The problem is, customers nowadays are looking for that careful balance between convenience and experience; in other words, they want to be able to quickly place an order and get back to what they were doing, but sometimes they also want to lounge around in a pleasant environment. Boston Market seems to be having trouble striking this careful balance.
Marketing missteps have left a bad taste in customers' mouths
Okay, so you can't totally blame Boston Market for this one; they're just another company that radically underestimated the raw purchasing power of this newfangled "Internet" thing, even as the stuffed shirts in the marketing department were trying to get their heads around what "a global network of networks" could possibly mean. (Oh, to have been a fly on the wall at some of those early dot-com strategy meetings: "See, we're gonna spend $6 million on a Superbowl ad where this sock monkey tells people to buy 50-pound bags of dog food on the Information Superhighway!")
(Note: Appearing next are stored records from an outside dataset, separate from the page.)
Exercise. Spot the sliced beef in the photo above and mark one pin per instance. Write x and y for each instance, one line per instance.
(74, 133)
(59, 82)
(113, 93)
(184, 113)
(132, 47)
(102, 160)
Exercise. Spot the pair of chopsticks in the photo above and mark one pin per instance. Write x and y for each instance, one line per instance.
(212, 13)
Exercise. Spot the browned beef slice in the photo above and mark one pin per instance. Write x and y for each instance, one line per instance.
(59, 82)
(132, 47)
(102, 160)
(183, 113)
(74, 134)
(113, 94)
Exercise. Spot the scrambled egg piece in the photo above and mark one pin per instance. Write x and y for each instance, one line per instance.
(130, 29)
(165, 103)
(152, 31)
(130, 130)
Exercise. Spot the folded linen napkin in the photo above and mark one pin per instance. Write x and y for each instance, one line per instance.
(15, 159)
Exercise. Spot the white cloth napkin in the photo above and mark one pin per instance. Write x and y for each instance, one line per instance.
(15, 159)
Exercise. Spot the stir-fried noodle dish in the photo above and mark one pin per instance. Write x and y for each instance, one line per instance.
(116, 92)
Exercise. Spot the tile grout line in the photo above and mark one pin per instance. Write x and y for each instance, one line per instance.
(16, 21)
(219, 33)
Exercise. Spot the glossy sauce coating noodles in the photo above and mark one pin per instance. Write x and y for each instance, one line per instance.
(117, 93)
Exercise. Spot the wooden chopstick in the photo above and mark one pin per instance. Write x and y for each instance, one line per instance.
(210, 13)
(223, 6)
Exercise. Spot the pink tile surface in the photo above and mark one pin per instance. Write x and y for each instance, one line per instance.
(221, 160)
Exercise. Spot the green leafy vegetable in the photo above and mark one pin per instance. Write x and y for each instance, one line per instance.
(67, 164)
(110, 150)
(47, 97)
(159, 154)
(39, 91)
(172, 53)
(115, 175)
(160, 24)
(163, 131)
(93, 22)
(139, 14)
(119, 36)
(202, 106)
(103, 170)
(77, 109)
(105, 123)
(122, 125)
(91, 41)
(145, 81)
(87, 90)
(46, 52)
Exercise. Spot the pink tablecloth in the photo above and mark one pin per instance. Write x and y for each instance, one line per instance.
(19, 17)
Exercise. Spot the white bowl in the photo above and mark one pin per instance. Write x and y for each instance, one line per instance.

So when Boston Market tried an old-school marketing approach — a coupon that afforded its owner a chicken meal for just a buck — they maybe hadn't considered what would happen once it met the wide distribution of the Internet. Spoiler alert: chaos ensued. According to AOL, so many people tried to cash in their deeply discounted chicken coupons at the same time that many locations couldn't keep up with demand. One restaurant in Florida posted handwritten signs in the window pleading with customers to only cash in one coupon at a time, and many customers were turned away without receiving their meals.
Unfortunately for the company, this is the kind of misstep that consumers tend to remember.
Even the marketing muscle at McDonald's couldn't figure out what to do with the chain
Things really seemed to be looking up for the struggling Boston Market empire in the year 2000, when megachain McDonald's swooped in and acquired the company out of bankruptcy. Expectations were high; in a press release at the time, an executive at Boston Market said, "We're pleased that the court has now cleared the way for Boston Market to emerge from bankruptcy and become part of the world's largest foodservice company. ... With the benefit of McDonald's resources and expertise, we'll now be able to provide our customers with an even better restaurant experience — and our employees with great new growth opportunities." The expectation, obviously, was that if anyone could turn the challenged company around, it would be the McDonald's corporation, who operates one of the largest fast food chains in the world.
Did they pull it off? Well, yes and no. Though sales began to rebound thanks to the oversight of the McDonald's executive team, they company also guided Boston Market into some peculiar arenas, including the sales of some dishes as frozen food items in supermarkets, which seemed like a bit of a contradiction of the company's original concept. By 2007, McDonald's had helped stopped the hemorrhaging and stabilized the company at around 500 locations, before politely ducking out in a quick sale to Sun Capital Partners. This would seem to suggest that while McDonald's may have been happy to help the company turn its finances around in the short term, it wasn't anxious to stick around for the long haul.